3. Modify the assignement of sub-quantizer centroid indexes. To do so, use a
[k-means variant which forces groups of same sizes](http://elki.dbs.ifi.lmu.de/wiki/Tutorial/SameSizeKMeans).
4. Add all vectors of ANN_SIFT100M1 to the IVFADC.
5. We name *partition* each Voronoi cell of the coarse quantizer. Save each
partition [0-7] to a different file. See below for file format.
6. Using the coarse quantizer, map each query vector to its corresponding
partition (no multiple assignement, i.e. ma=1). Save the query vectors IDs
corresponding to each partition in a different *list*. See below for file format.
7. Compute distance tables for each vector. Save *distance tables* sequentially
in a single file. See below for file format.
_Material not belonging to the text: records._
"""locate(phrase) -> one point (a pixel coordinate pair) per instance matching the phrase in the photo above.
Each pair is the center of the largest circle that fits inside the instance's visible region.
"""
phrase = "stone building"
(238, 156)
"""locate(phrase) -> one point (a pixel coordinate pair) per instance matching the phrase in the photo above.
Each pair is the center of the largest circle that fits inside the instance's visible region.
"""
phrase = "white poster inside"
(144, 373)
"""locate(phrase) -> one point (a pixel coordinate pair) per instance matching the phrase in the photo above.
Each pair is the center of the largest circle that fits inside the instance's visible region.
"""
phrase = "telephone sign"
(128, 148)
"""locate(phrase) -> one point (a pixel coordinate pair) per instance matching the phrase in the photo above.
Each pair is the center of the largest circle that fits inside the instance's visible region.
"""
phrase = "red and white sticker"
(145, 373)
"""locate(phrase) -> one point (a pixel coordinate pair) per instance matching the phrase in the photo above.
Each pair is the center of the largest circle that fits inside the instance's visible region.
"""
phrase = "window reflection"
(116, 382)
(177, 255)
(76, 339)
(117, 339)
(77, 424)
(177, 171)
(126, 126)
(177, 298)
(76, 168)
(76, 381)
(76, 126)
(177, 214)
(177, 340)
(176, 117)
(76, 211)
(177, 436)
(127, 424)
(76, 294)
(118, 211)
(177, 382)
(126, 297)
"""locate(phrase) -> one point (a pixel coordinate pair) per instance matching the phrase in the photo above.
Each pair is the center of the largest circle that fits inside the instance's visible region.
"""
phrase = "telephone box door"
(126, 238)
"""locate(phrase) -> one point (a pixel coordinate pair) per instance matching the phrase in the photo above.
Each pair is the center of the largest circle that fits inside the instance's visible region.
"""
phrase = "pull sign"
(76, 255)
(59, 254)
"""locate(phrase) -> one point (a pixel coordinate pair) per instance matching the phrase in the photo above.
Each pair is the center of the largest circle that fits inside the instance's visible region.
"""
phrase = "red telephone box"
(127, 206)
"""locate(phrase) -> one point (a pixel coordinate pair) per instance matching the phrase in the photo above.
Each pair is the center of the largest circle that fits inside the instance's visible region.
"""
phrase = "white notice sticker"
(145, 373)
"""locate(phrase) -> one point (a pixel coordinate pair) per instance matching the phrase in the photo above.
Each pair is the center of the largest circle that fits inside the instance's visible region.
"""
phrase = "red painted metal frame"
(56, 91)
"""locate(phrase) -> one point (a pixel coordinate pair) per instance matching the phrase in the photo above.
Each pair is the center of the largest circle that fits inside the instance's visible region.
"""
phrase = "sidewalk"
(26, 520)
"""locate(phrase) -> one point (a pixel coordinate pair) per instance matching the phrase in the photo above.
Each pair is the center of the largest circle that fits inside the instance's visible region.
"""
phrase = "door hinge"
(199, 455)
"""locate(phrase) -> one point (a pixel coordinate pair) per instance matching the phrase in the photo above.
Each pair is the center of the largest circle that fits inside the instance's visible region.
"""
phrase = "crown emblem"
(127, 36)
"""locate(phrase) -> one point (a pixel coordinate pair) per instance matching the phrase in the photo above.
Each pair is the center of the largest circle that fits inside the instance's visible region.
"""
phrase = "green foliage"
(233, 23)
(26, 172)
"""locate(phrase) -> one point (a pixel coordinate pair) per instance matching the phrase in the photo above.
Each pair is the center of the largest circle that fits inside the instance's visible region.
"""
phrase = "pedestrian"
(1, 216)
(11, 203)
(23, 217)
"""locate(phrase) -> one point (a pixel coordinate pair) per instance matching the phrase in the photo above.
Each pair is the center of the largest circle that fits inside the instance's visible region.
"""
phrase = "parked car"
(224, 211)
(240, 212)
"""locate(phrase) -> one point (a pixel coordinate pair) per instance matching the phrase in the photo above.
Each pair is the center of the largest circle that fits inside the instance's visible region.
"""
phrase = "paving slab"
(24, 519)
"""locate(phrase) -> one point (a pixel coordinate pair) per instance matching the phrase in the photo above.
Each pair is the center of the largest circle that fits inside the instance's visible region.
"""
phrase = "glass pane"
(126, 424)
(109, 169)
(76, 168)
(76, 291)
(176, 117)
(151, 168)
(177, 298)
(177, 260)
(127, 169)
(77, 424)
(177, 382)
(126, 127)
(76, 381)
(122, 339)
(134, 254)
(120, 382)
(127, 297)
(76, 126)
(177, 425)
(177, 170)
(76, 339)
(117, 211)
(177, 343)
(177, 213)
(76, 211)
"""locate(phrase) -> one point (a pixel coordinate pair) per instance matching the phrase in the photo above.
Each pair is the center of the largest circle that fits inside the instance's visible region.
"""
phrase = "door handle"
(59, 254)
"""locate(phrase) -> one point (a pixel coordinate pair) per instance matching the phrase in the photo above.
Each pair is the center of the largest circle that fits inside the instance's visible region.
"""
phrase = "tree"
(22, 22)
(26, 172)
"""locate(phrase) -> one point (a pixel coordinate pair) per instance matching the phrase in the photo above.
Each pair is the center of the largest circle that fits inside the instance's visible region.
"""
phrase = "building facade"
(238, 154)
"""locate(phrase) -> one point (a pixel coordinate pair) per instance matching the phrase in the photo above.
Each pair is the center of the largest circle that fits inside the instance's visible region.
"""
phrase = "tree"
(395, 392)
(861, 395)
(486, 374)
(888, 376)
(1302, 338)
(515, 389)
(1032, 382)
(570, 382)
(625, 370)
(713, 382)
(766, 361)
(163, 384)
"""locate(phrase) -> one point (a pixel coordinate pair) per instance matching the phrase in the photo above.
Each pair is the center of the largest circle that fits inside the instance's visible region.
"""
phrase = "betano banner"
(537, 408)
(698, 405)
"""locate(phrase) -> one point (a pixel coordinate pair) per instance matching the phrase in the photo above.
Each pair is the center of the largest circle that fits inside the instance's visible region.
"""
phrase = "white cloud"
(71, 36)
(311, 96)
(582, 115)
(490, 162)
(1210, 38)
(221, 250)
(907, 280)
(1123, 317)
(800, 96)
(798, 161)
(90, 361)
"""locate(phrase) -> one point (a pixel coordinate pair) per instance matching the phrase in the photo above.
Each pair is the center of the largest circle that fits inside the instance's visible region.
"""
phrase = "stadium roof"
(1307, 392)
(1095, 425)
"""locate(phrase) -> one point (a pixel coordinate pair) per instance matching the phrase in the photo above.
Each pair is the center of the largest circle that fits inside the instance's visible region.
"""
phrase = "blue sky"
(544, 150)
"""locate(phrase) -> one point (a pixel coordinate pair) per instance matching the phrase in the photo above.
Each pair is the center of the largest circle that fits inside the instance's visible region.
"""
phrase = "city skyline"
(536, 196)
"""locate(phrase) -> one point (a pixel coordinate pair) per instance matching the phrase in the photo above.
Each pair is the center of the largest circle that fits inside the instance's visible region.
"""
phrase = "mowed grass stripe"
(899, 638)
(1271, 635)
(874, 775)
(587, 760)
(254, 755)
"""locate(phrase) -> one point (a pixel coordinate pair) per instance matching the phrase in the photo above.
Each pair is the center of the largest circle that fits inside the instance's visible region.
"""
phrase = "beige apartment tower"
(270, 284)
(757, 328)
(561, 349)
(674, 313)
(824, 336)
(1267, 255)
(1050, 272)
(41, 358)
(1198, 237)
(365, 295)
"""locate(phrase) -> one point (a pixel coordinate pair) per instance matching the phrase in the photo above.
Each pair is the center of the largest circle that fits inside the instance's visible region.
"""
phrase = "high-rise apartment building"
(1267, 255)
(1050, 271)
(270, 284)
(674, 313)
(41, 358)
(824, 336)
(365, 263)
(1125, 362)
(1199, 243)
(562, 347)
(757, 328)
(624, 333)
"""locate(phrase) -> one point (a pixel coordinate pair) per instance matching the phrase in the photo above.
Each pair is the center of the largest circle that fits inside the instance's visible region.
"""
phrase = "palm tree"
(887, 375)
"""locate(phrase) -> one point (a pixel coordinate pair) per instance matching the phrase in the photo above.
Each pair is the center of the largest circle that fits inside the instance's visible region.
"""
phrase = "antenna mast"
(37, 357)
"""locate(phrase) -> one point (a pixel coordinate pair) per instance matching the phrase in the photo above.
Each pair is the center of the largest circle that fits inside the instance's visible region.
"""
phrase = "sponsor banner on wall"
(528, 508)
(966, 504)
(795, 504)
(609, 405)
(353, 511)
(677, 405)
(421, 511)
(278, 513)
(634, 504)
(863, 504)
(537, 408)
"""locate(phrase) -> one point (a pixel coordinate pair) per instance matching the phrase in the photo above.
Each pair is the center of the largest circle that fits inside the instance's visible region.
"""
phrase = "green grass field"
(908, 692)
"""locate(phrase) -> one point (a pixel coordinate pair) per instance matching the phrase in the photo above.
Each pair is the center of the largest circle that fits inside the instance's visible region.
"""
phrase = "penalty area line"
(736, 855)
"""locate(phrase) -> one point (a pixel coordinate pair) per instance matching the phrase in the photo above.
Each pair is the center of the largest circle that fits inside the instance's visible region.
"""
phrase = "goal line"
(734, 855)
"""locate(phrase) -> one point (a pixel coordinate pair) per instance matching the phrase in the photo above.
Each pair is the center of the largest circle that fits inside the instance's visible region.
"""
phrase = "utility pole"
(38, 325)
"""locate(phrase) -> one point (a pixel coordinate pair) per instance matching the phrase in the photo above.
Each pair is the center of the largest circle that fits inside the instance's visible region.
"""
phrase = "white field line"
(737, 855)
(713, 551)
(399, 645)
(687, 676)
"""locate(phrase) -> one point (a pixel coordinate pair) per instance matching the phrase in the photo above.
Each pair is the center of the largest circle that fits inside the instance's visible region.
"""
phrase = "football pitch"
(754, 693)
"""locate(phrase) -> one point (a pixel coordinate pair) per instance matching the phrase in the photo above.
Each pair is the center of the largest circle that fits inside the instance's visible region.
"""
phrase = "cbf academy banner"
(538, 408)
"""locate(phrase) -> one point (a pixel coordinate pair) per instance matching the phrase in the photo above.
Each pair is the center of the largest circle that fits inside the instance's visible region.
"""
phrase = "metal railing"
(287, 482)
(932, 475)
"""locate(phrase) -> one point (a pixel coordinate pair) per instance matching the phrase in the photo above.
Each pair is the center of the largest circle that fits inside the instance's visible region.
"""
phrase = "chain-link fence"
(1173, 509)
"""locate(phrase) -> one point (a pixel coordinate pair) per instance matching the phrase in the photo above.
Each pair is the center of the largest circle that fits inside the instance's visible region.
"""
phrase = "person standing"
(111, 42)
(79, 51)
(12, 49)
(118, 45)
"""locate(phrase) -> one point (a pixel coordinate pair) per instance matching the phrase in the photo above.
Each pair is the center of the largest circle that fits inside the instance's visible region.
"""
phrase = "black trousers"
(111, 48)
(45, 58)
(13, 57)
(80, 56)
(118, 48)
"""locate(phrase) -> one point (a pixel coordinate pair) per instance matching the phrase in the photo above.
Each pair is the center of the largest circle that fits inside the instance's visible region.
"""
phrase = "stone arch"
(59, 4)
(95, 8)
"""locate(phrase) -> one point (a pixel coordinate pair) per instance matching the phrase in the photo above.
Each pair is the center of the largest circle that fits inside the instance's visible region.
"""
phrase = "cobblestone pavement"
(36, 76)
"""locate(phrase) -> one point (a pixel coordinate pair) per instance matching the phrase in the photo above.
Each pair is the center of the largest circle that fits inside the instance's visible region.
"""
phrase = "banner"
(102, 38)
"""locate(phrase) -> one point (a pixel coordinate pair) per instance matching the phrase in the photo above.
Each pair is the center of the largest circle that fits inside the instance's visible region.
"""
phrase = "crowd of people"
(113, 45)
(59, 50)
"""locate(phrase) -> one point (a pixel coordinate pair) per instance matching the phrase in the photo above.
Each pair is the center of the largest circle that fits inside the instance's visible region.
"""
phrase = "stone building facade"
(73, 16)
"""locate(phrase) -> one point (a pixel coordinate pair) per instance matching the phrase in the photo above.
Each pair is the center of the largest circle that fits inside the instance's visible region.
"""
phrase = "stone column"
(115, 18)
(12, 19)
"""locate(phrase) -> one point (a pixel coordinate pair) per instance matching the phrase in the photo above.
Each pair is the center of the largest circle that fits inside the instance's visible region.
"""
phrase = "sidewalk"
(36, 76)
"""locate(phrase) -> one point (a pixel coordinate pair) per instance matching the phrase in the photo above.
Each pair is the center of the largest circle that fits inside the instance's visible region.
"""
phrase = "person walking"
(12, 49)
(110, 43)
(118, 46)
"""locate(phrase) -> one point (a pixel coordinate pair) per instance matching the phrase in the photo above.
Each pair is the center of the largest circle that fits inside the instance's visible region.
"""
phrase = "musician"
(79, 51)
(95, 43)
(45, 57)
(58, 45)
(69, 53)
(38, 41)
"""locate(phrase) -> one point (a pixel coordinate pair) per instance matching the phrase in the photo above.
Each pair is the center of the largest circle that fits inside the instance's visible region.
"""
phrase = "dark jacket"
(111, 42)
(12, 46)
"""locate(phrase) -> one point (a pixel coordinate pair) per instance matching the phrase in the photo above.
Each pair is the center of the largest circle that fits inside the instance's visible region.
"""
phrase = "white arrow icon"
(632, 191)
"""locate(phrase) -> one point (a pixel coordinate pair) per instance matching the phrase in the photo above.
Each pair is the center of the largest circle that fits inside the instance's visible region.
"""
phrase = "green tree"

**partitions file format:** [Binary file]
The number of pqcodes in the partition (32-bit int), followed by all pqcodes of
the partition (8x8 bits per pqcode).
*Filename:* The last number before the extension is parsed as the partition
number.

**distance tables file format:** [Binary file]
Each query vector has 8 distance tables of 256 floats associated with it.
The 8 distance tables of each query vector are stored as a vector of 2048
floats (8 x 256 floats). These vectors of 2048 floats are stored as an
[fvecs file](http://corpus-texmex.irisa.fr/).
*Filename:* No restrictions.

**lists file format:** [Text file]
One vector ID per line.
*Filename:* The last number before the extension is parsed as the partition
number. If the vector ID 42 is in the file xxxx-list-6.txt, it means that the
vector number 42 from the query set was mapped to the partition 6 by the coarse
quantizer.

## License
This project is licensed under the terms of BSD 3-clause Clear license.
by downloading this program, you commit to comply with the license as stated in the LICENSE.md file.